When Is Cloud the Right Choice for HPC?
Cloud technologies have become integral to a number of services including video streaming, file sharing and social media to name a few. But when it comes to HPC applications, benefits shared by the previous examples don’t always translate. This leaves some HPC users preferring private clusters sans virtualization, or straight-up supercomputers. Yet there have been quite a few high-profile accounts of users running HPC workloads on public clouds like Amazon Web Services and Microsoft Azure. Does this mean it’s a good idea to run HPC applications in the cloud? Cluster Monkey’s Thomas Eadline addresses this question, and points out which HPC applications are best suited for today’s multi-purpose clouds.
In the HPC space, users prefer the following features:
- Bare metal infrastructure
- Tuned hardware and storage
- Batch Scheduling
- Userspace Communication (Applications bypassing the OS kernel)
While cloud systems are based on a different set of characteristics:
- Immediate Access
- Large Capacity
- Available Software
- Service Level Agreements
Eadline notes that where the two spaces overlap is in the need for scalability and redundancy though hardware independence, but otherwise these are very distinct worlds. HPC users have limited choice regarding what hardware they can use, and if they decide to use a service like Amazon, their resources will be virtualized. Furthermore, applications that lean heavily on a system’s interconnect and call for high levels of I/O would suffer serious performance degradation.
Despite these differences, some HPC applications are good candidates for cloud. Also known as embarrassingly parallel (EP), these programs do not require high interconnect performance, and can run on 10 Gigabit Ethernet or even Gigabit Ethernet. Of these EP applications, there is a subset of programs that don’t require especially high I/O rates. This group is typically well-suited for traditional cloud implementations.
Earlier this year, Cycle Computing ran one such application on Amazon’s EC2 infrastructure. The program, called Glide, was used to test various potential cancer drugs for pharmaceutical firm Schrödinger and their research partner Nimbus Discovery. A 50,000-core virtual cluster named “Naga” was spun up for three hours and used the application to test 21 million drug compounds. The project processed over twelve-and-a-half years of compute work in just three hours. Total cost? $4,900. By comparison, had the end users built their own facility and purchased a comparable supercomputer, it would have cost between $20-30 million.
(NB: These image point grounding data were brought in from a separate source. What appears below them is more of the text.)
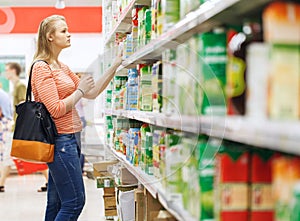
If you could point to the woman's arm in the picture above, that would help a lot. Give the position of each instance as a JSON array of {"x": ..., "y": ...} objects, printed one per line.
[{"x": 104, "y": 80}]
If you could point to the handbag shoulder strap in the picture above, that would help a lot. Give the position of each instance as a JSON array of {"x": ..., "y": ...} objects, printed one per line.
[{"x": 28, "y": 92}]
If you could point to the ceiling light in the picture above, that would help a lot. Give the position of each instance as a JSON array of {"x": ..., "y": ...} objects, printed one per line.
[{"x": 60, "y": 4}]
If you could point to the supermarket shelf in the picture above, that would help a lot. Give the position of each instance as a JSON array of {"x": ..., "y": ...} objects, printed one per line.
[
  {"x": 124, "y": 23},
  {"x": 149, "y": 182},
  {"x": 153, "y": 186},
  {"x": 208, "y": 16},
  {"x": 276, "y": 135}
]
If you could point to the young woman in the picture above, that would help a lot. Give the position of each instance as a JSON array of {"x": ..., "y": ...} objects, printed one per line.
[{"x": 54, "y": 84}]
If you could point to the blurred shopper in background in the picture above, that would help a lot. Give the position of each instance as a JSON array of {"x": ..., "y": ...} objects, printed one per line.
[
  {"x": 5, "y": 129},
  {"x": 13, "y": 71},
  {"x": 55, "y": 85}
]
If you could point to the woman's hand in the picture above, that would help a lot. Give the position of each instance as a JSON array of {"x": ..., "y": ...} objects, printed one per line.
[{"x": 86, "y": 83}]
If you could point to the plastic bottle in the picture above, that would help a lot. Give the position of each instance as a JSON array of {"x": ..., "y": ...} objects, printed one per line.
[{"x": 236, "y": 67}]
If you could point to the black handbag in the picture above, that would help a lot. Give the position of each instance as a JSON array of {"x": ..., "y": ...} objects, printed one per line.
[{"x": 35, "y": 130}]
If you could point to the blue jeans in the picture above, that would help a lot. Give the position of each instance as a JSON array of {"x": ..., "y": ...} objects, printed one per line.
[{"x": 66, "y": 193}]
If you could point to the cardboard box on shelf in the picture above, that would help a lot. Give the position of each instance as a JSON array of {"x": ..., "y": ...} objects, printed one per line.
[
  {"x": 111, "y": 212},
  {"x": 100, "y": 168},
  {"x": 139, "y": 200},
  {"x": 109, "y": 191},
  {"x": 109, "y": 202},
  {"x": 103, "y": 182},
  {"x": 164, "y": 215},
  {"x": 125, "y": 207},
  {"x": 152, "y": 206},
  {"x": 127, "y": 178}
]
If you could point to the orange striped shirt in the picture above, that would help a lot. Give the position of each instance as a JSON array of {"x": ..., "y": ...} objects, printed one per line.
[{"x": 51, "y": 87}]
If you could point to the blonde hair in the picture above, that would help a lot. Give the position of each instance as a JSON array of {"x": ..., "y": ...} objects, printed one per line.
[{"x": 46, "y": 28}]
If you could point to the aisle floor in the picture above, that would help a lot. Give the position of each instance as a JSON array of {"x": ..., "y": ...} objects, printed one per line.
[{"x": 21, "y": 201}]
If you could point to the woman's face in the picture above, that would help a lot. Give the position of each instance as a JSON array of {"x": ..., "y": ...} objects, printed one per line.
[{"x": 61, "y": 37}]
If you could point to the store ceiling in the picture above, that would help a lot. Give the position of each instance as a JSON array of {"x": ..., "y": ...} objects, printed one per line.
[{"x": 49, "y": 3}]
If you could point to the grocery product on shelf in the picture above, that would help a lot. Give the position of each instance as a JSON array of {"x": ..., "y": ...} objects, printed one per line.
[
  {"x": 170, "y": 13},
  {"x": 285, "y": 174},
  {"x": 145, "y": 88},
  {"x": 212, "y": 61},
  {"x": 224, "y": 69},
  {"x": 236, "y": 68},
  {"x": 295, "y": 214},
  {"x": 206, "y": 168},
  {"x": 156, "y": 82},
  {"x": 262, "y": 203},
  {"x": 257, "y": 57},
  {"x": 231, "y": 183},
  {"x": 281, "y": 21},
  {"x": 169, "y": 82}
]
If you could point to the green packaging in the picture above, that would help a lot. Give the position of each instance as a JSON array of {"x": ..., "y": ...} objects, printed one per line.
[
  {"x": 148, "y": 25},
  {"x": 213, "y": 59},
  {"x": 206, "y": 164},
  {"x": 171, "y": 13}
]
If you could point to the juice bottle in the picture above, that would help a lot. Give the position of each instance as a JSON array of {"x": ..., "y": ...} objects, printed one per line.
[{"x": 236, "y": 66}]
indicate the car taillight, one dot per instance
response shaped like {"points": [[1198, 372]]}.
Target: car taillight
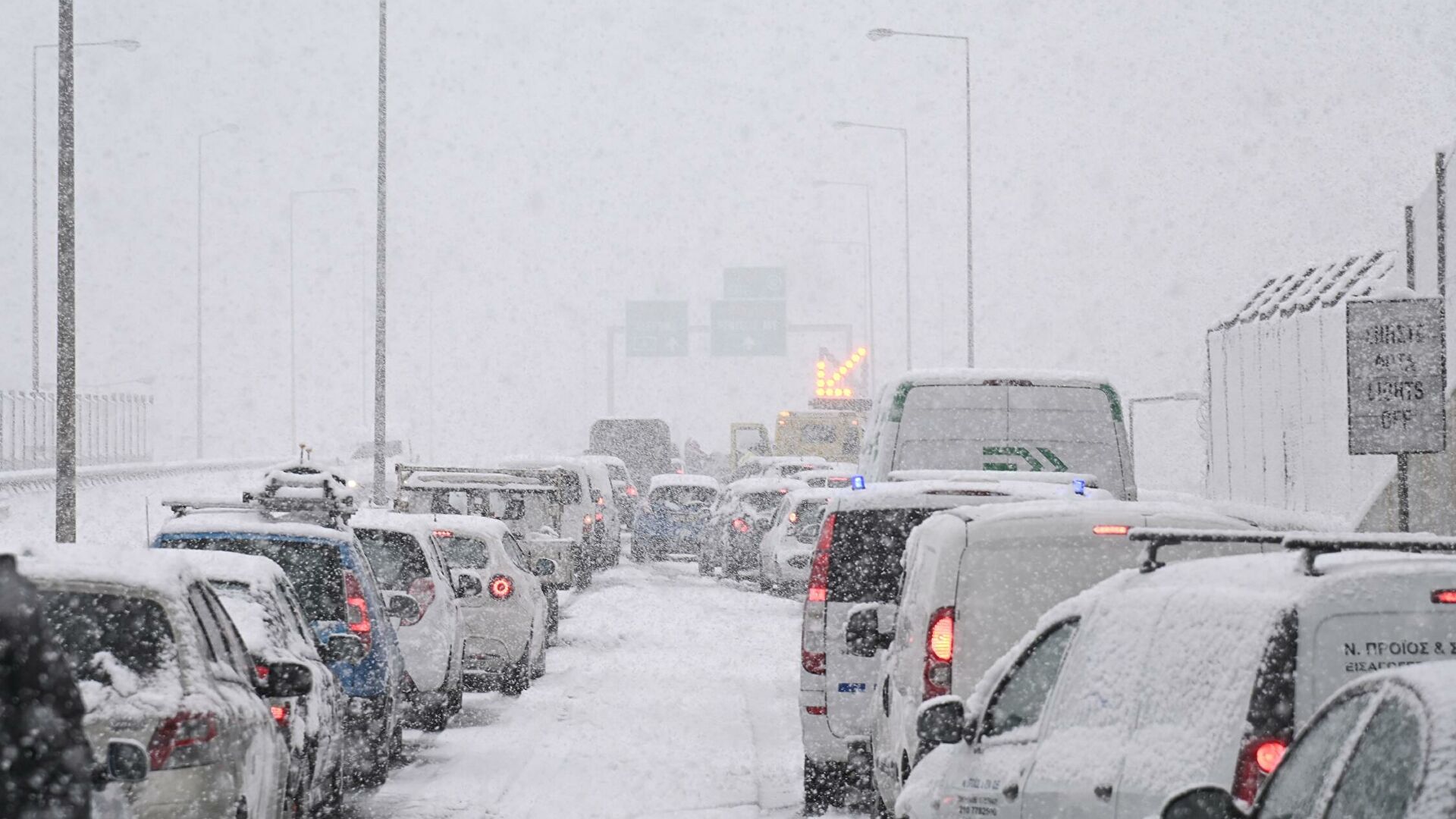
{"points": [[1257, 761], [501, 586], [940, 649], [357, 608], [182, 741]]}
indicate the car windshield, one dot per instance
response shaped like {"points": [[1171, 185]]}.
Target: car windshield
{"points": [[315, 567]]}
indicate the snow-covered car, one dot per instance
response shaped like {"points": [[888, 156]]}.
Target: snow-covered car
{"points": [[504, 630], [855, 569], [161, 664], [306, 534], [408, 567], [1194, 672], [788, 548], [1379, 746], [673, 518], [981, 575], [265, 610], [999, 420], [742, 519]]}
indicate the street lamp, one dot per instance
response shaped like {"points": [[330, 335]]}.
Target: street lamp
{"points": [[905, 145], [228, 129], [970, 279], [36, 203], [870, 280]]}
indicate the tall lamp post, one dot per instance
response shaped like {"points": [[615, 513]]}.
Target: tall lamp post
{"points": [[970, 279], [905, 145], [36, 202], [228, 129], [870, 280]]}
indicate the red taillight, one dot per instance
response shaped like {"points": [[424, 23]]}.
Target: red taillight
{"points": [[182, 741], [940, 648], [501, 586], [357, 607], [1258, 760]]}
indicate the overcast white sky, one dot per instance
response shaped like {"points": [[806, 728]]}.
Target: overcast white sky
{"points": [[1139, 168]]}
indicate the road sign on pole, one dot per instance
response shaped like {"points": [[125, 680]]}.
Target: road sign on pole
{"points": [[1395, 357], [657, 330], [748, 327], [753, 283]]}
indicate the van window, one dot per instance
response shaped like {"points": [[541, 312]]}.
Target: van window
{"points": [[865, 554]]}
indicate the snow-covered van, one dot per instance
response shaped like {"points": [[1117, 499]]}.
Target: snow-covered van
{"points": [[976, 579], [999, 422], [1194, 672]]}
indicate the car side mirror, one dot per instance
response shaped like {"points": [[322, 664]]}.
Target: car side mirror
{"points": [[941, 722], [1203, 802], [286, 679], [127, 761], [862, 635], [343, 649], [402, 607]]}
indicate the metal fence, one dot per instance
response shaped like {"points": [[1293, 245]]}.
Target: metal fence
{"points": [[109, 428]]}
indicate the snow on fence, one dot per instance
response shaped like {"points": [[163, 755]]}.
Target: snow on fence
{"points": [[109, 428]]}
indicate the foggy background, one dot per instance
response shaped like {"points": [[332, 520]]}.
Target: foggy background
{"points": [[1139, 168]]}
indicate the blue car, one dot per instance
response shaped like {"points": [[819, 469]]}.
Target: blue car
{"points": [[338, 594], [673, 518]]}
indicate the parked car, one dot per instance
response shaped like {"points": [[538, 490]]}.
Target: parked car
{"points": [[265, 610], [503, 632], [786, 550], [1194, 672], [977, 579], [739, 522], [306, 534], [856, 567], [984, 420], [1379, 746], [161, 664], [406, 563], [674, 515]]}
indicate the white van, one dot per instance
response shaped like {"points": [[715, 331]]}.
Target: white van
{"points": [[1196, 672], [999, 422], [1006, 564]]}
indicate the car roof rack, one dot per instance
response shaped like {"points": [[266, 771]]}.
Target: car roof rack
{"points": [[1156, 538]]}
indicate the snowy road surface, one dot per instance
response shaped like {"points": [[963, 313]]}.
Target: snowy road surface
{"points": [[672, 695]]}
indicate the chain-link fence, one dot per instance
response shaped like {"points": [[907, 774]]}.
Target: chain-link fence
{"points": [[109, 428]]}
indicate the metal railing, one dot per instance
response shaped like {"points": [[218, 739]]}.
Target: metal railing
{"points": [[109, 428]]}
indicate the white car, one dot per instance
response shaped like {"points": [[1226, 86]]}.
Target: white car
{"points": [[1194, 672], [503, 632], [267, 613], [786, 551], [981, 575], [408, 564], [159, 662]]}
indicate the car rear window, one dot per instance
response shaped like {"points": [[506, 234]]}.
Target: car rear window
{"points": [[864, 564], [133, 632], [312, 566], [397, 557]]}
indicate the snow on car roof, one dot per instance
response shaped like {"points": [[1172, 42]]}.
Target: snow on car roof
{"points": [[689, 480]]}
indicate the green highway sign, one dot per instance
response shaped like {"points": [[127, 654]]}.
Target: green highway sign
{"points": [[748, 327], [657, 330], [753, 283]]}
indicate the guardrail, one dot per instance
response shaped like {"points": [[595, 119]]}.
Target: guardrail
{"points": [[109, 428]]}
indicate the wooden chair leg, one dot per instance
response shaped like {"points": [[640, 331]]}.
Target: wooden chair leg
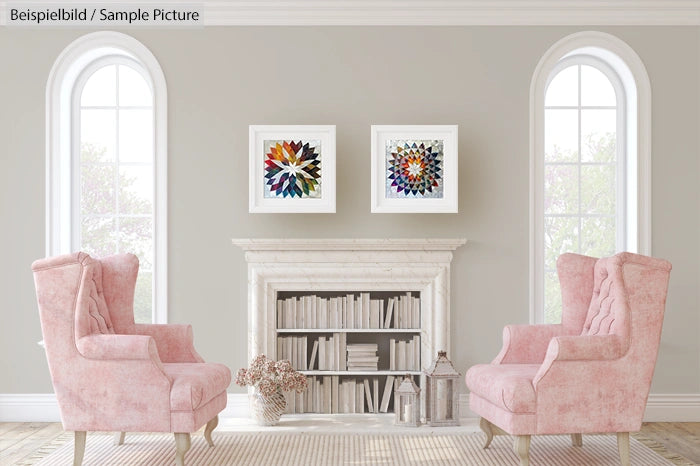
{"points": [[119, 438], [521, 445], [577, 440], [623, 446], [182, 443], [487, 428], [211, 425], [79, 447]]}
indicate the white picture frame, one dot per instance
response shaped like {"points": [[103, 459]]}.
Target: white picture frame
{"points": [[270, 189], [411, 194]]}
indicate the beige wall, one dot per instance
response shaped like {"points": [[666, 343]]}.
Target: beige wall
{"points": [[220, 80]]}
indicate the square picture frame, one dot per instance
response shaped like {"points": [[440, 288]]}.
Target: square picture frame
{"points": [[291, 169], [414, 168]]}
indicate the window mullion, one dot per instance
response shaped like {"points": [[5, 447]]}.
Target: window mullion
{"points": [[117, 223], [580, 211]]}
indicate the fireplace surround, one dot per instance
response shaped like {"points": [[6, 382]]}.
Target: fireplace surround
{"points": [[349, 265]]}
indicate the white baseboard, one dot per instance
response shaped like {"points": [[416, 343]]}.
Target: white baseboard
{"points": [[673, 408], [42, 407], [30, 407]]}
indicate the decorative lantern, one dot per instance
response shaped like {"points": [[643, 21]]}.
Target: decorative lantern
{"points": [[407, 403], [442, 397]]}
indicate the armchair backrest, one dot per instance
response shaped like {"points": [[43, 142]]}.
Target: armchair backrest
{"points": [[73, 292]]}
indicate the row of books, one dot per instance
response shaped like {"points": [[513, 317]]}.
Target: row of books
{"points": [[333, 394], [404, 355], [333, 353], [350, 311], [327, 353]]}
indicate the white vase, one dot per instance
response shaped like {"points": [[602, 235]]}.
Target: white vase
{"points": [[267, 410]]}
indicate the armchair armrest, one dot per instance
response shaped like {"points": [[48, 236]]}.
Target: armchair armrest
{"points": [[526, 344], [175, 342], [118, 347], [571, 356], [585, 348]]}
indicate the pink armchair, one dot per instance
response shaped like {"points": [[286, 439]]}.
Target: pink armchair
{"points": [[592, 372], [110, 374]]}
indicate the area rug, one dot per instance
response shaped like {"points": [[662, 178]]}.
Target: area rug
{"points": [[306, 449]]}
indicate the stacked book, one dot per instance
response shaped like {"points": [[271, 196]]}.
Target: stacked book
{"points": [[404, 355], [362, 357]]}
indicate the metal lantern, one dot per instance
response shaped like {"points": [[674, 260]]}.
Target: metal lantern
{"points": [[442, 396], [407, 403]]}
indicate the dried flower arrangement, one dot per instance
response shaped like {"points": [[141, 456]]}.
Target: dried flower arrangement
{"points": [[269, 376]]}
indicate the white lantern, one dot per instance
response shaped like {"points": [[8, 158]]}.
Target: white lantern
{"points": [[442, 396], [407, 403]]}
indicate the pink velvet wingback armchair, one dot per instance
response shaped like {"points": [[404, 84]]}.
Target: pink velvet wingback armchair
{"points": [[111, 374], [592, 372]]}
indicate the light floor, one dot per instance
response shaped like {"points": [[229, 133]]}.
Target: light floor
{"points": [[19, 440]]}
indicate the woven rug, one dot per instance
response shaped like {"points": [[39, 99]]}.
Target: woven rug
{"points": [[306, 449]]}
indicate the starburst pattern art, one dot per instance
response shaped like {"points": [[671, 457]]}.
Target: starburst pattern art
{"points": [[292, 169], [414, 169]]}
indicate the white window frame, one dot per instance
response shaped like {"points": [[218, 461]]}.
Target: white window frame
{"points": [[623, 62], [61, 142]]}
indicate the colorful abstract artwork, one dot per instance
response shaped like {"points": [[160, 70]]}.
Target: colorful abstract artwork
{"points": [[414, 169], [292, 168]]}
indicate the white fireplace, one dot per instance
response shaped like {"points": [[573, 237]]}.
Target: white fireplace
{"points": [[318, 265]]}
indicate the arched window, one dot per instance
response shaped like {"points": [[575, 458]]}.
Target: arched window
{"points": [[590, 104], [106, 158]]}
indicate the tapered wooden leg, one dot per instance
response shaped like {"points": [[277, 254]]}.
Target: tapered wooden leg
{"points": [[487, 428], [119, 438], [182, 443], [79, 447], [577, 440], [211, 425], [521, 445], [623, 446]]}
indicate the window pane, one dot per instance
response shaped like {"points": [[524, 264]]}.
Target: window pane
{"points": [[596, 89], [143, 297], [563, 88], [97, 235], [98, 128], [101, 88], [135, 236], [97, 189], [136, 136], [561, 135], [135, 189], [598, 236], [561, 189], [598, 135], [552, 298], [133, 89], [598, 191], [560, 236]]}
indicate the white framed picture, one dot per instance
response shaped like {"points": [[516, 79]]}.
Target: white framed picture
{"points": [[414, 168], [292, 168]]}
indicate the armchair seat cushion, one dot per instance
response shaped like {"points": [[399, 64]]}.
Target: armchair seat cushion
{"points": [[508, 386], [195, 384]]}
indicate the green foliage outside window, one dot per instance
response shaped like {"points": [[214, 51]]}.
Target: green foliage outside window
{"points": [[114, 218]]}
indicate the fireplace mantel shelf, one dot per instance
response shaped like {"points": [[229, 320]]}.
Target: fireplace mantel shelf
{"points": [[345, 244]]}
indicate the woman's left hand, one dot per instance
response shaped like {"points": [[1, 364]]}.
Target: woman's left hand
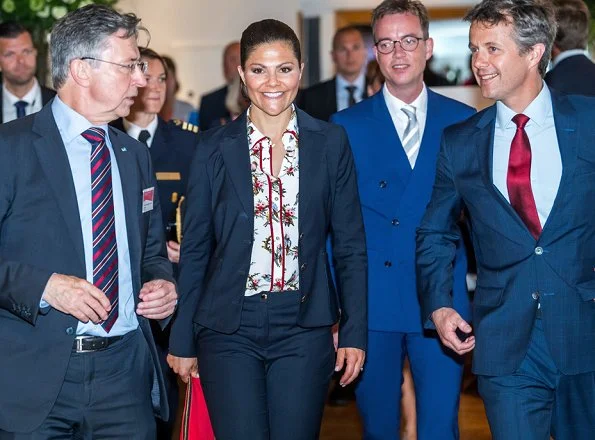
{"points": [[353, 360]]}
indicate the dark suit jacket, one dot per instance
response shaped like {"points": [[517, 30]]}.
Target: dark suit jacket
{"points": [[513, 269], [320, 100], [574, 75], [219, 229], [40, 234], [394, 199], [46, 96], [212, 109], [171, 154]]}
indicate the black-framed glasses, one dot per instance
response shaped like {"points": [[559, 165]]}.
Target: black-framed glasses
{"points": [[141, 65], [408, 44]]}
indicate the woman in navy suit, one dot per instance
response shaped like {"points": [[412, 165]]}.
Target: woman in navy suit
{"points": [[257, 296]]}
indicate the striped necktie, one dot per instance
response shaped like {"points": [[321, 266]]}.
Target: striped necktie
{"points": [[410, 140], [105, 250]]}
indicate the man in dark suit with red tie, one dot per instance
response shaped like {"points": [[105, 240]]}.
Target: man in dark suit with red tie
{"points": [[524, 169], [83, 266]]}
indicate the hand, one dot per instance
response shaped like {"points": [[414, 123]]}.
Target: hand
{"points": [[77, 297], [158, 299], [183, 367], [447, 321], [173, 251], [353, 359]]}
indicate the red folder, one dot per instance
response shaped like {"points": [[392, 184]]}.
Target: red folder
{"points": [[196, 424]]}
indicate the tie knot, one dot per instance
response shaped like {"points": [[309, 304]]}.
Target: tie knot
{"points": [[144, 136], [94, 135], [520, 120], [409, 110]]}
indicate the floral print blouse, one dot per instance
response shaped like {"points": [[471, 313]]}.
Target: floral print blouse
{"points": [[274, 262]]}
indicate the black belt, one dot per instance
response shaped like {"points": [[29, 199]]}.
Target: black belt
{"points": [[86, 344]]}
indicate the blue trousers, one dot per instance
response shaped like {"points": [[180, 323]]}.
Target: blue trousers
{"points": [[437, 376], [269, 379], [538, 399]]}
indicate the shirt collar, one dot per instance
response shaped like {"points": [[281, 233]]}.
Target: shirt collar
{"points": [[567, 54], [70, 123], [395, 105], [359, 83], [538, 111], [134, 130], [29, 97]]}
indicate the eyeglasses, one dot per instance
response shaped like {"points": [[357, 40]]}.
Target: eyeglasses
{"points": [[141, 65], [408, 44]]}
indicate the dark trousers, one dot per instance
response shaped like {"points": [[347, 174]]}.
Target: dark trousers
{"points": [[437, 373], [269, 379], [106, 395], [537, 399]]}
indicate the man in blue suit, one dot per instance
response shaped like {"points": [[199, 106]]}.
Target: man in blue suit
{"points": [[525, 171], [395, 137]]}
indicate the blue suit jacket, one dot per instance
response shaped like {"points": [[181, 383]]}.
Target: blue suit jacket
{"points": [[40, 234], [513, 269], [394, 198], [219, 234]]}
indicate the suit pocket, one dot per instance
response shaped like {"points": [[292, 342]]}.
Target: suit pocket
{"points": [[488, 296]]}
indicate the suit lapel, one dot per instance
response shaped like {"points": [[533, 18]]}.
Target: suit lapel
{"points": [[567, 131], [54, 161], [236, 155], [382, 116]]}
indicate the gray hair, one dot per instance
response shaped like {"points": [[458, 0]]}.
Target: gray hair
{"points": [[84, 33], [533, 22], [413, 7]]}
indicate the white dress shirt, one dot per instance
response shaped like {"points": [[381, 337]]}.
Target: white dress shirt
{"points": [[71, 124], [546, 162], [134, 130], [399, 117], [343, 94], [33, 97]]}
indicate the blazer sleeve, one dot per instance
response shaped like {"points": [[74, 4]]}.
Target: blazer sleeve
{"points": [[437, 238], [348, 243], [195, 254]]}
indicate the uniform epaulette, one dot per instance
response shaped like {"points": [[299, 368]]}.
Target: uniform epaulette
{"points": [[185, 125]]}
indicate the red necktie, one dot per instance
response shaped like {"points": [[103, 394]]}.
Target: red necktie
{"points": [[105, 250], [518, 179]]}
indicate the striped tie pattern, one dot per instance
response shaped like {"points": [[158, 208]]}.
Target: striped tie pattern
{"points": [[105, 250], [410, 140]]}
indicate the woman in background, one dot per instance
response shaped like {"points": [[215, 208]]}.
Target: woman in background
{"points": [[257, 300]]}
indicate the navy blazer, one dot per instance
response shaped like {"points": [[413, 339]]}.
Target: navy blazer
{"points": [[219, 228], [40, 234], [394, 199], [514, 270]]}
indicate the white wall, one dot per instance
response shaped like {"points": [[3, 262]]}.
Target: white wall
{"points": [[195, 38]]}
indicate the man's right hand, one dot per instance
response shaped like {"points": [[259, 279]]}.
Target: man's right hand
{"points": [[77, 297], [183, 367], [447, 321]]}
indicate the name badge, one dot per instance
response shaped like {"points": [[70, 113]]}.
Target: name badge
{"points": [[148, 199]]}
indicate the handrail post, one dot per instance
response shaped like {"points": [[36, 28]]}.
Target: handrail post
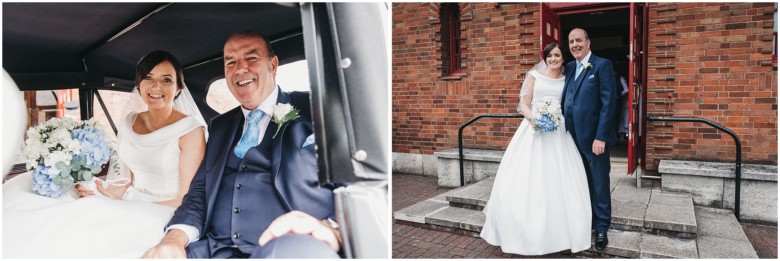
{"points": [[460, 138], [737, 143]]}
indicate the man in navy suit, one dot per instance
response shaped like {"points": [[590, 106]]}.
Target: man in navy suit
{"points": [[256, 192], [589, 113]]}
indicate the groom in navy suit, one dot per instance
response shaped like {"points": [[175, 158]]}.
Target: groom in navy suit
{"points": [[256, 192], [589, 112]]}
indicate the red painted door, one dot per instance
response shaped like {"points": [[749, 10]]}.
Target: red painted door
{"points": [[550, 28], [635, 84]]}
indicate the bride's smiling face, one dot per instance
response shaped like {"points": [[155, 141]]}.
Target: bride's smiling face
{"points": [[554, 60], [158, 88]]}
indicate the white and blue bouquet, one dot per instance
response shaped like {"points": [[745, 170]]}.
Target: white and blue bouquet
{"points": [[547, 114], [61, 152]]}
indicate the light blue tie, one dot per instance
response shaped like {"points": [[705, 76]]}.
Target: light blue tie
{"points": [[252, 133]]}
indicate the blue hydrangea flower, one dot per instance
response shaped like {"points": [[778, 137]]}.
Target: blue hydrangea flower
{"points": [[43, 185], [94, 149]]}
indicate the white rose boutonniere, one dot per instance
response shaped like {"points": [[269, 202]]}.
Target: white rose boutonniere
{"points": [[587, 65], [283, 113]]}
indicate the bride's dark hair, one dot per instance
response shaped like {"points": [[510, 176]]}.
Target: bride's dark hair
{"points": [[548, 49], [146, 64]]}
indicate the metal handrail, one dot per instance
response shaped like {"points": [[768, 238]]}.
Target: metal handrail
{"points": [[460, 136], [738, 170]]}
While Cycle’s example demonstrates the extreme savings an HPC user can experience with cloud services, not all applications can be handled in the same fashion on a service like Amazon, but AWS is not the only cloud in town.
Some infrastructure providers like Penguin Computing, Softlayer and Zunicore focus on creating HPC-friendly cloud environments. These companies offer bare metal services, which allow end users to access resources without virtualization layers. Although these features are attractive for HPC applications, users need to analyze their requirements carefully before migrating to the cloud.